61- UN DENARIO PARA CADA UNO
En la plaza de Cafarnaum se reúnen los hombres buscando trabajo. Corresponde a la parábola del buen patrón y los jornaleros envidiosos.
Capataz – ¡Un herrero! ¡Un herrero para herrar cinco mulos! ¡Un herrero!
Mujer – Oye tú, tuerto, ¿por cuánto me arreglas la puerta del granero, eh?
Tuerto – Primero se la arreglo y después hablamos del precio.
Mujer – No, dime primero cuánto me cobras.
Tuerto – Mire, doña Frisia, con tal de trabajar, hasta de balde se lo hago. ¡Vamos!
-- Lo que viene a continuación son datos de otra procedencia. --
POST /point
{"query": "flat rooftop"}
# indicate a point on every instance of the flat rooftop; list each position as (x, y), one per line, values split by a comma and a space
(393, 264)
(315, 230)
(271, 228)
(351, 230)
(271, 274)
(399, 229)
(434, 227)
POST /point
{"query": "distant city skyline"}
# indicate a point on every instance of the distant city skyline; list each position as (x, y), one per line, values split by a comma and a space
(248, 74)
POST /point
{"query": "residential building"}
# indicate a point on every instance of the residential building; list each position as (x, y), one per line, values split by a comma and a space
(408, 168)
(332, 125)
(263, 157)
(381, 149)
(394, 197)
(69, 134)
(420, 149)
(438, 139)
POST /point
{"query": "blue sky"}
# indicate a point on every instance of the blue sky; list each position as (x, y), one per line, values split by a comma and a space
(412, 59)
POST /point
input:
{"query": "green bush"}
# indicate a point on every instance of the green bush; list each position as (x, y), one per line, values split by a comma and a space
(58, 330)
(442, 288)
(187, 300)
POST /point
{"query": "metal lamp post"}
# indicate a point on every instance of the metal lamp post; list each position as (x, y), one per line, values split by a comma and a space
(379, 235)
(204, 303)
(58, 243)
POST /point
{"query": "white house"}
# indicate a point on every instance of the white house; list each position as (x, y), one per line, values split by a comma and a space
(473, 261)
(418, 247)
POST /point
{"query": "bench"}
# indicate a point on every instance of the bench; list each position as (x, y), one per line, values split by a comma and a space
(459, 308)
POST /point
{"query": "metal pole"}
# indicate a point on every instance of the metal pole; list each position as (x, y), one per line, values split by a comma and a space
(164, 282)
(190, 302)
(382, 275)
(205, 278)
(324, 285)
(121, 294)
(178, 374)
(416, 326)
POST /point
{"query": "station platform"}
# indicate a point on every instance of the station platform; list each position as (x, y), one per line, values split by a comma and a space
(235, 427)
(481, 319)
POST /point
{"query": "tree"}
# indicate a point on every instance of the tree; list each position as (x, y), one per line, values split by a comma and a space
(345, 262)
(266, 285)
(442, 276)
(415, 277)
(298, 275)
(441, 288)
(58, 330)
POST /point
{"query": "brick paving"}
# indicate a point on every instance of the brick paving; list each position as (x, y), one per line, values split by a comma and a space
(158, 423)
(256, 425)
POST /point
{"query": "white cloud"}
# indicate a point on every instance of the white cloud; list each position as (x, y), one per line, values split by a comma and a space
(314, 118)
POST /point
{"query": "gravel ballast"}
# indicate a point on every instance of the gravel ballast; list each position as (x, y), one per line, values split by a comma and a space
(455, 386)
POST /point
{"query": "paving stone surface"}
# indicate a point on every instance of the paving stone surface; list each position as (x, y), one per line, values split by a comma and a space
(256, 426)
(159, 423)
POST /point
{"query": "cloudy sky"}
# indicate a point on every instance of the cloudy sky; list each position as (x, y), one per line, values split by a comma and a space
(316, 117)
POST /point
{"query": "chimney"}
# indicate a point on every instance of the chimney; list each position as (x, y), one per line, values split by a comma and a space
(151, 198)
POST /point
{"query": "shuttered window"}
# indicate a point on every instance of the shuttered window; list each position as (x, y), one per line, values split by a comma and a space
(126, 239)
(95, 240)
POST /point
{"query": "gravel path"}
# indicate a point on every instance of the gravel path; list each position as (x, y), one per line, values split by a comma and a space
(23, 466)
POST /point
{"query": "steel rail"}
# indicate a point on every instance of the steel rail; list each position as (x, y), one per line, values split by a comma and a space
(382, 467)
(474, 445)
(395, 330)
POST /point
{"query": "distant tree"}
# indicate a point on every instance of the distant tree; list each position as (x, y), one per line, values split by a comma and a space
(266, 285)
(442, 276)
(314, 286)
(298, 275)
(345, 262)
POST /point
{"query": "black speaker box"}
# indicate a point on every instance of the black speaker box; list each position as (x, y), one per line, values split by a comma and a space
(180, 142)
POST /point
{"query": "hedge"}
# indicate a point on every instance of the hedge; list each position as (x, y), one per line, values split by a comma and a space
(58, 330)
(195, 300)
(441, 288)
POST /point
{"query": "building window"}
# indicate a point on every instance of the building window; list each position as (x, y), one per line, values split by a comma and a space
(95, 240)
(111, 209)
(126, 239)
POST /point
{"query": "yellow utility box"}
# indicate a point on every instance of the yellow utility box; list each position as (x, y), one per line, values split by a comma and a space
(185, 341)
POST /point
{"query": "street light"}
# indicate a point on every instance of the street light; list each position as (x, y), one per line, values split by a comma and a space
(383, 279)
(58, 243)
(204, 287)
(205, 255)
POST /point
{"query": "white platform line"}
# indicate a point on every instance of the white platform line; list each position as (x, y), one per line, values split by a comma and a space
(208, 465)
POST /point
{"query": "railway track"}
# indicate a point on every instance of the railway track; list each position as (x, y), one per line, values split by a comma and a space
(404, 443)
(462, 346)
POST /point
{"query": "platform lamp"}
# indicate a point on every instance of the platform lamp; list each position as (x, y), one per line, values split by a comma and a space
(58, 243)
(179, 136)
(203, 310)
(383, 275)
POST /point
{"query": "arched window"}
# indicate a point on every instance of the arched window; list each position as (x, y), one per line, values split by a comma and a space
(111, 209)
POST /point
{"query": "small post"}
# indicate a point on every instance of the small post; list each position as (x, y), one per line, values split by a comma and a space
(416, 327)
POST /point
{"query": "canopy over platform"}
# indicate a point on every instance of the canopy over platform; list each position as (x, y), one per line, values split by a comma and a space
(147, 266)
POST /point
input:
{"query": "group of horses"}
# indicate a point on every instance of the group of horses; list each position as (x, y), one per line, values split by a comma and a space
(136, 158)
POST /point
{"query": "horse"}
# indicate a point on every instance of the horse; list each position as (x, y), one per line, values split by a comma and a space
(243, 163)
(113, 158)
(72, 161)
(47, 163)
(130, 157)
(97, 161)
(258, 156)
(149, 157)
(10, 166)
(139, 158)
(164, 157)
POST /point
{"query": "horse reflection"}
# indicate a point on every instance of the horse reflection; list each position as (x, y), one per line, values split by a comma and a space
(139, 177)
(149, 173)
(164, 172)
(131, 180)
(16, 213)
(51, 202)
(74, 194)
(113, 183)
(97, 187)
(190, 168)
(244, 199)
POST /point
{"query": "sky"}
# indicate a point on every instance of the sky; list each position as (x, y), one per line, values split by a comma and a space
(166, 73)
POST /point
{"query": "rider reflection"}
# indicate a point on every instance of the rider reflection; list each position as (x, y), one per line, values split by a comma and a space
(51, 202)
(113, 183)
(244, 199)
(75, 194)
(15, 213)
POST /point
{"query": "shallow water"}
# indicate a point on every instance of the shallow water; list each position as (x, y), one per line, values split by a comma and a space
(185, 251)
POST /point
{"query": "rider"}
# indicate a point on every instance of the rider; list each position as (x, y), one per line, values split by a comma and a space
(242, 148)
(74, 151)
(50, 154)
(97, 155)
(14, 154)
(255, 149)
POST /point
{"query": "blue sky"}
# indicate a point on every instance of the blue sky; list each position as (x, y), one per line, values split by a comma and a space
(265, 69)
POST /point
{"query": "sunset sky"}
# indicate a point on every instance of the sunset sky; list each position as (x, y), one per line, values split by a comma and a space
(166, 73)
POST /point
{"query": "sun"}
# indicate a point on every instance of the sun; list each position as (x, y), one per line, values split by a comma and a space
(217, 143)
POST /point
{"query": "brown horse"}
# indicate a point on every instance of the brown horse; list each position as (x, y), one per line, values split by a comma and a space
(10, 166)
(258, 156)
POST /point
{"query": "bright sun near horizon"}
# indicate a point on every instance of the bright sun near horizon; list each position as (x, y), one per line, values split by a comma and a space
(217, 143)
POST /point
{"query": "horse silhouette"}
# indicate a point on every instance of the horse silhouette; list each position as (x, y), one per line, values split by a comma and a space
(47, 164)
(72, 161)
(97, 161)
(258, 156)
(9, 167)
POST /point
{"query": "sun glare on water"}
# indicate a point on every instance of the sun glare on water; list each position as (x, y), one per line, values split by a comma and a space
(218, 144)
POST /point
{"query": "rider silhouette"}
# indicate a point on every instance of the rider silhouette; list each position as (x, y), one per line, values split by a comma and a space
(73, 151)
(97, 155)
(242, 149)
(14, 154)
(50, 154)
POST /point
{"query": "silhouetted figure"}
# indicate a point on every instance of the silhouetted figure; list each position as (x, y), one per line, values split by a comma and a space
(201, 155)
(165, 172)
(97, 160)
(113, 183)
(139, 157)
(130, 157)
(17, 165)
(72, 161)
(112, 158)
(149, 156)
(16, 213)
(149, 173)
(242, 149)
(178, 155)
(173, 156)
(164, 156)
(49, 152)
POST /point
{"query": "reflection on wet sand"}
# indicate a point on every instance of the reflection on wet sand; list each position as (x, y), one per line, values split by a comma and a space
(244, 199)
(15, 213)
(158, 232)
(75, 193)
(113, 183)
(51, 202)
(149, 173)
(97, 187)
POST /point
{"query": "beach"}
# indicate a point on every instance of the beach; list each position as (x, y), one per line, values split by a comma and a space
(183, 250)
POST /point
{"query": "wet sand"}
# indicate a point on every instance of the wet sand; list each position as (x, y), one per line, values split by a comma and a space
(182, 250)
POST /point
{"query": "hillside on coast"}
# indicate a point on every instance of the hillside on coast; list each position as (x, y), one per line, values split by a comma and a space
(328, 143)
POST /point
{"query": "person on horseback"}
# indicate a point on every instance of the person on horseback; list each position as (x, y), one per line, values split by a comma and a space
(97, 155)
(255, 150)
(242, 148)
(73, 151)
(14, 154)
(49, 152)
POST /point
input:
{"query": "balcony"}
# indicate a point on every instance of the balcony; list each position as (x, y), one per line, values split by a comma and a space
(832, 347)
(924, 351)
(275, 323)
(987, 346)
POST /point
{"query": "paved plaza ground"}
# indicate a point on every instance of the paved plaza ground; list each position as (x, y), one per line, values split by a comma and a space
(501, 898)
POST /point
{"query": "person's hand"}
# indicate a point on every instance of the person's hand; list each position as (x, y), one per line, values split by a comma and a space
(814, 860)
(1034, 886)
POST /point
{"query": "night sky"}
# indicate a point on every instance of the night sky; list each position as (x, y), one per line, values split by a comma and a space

En la plaza de Cafarnaum, frente a la sinagoga, se reunían cada mañana los hombres buscando trabajo. Antes que el sol se levantara, ya estaban allí unos cuantos, sentados en los escalones o arrimados al muro, esperando, cada uno con su herramienta: los albañiles, con su paleta y su nivel, los carpinteros con sus martillos, los campesinos con sus manos llenas de callos.
Daniel – ¡Ea, muchachos, vengan a trabajar a mi viña! ¡Hay mucha uva esperando! ¡Sí, todos ustedes! ¡Un denario cuando se ponga el sol! ¡Vengan, vamos pronto, para que rinda el día!
Un grupo de hombres se levantó del suelo y echó a andar detrás de Daniel. A la plaza también iba Jesús todos los días, con sus clavos y su paleta, esperando que lo contrataran.
Vecino – ¡Eh, moreno, tienes cara de sueño!
Jesús – Ayer vine tarde y no me salió ningún trabajo. A ver qué pasa hoy.
Vecino – Si no madrugas no consigues nada. Mira, ahora mismo, antes de llegar tú, vino ese Daniel, a contratar a unos cuantos para su viña. Está recogiendo la uva y parece que tiene mucha.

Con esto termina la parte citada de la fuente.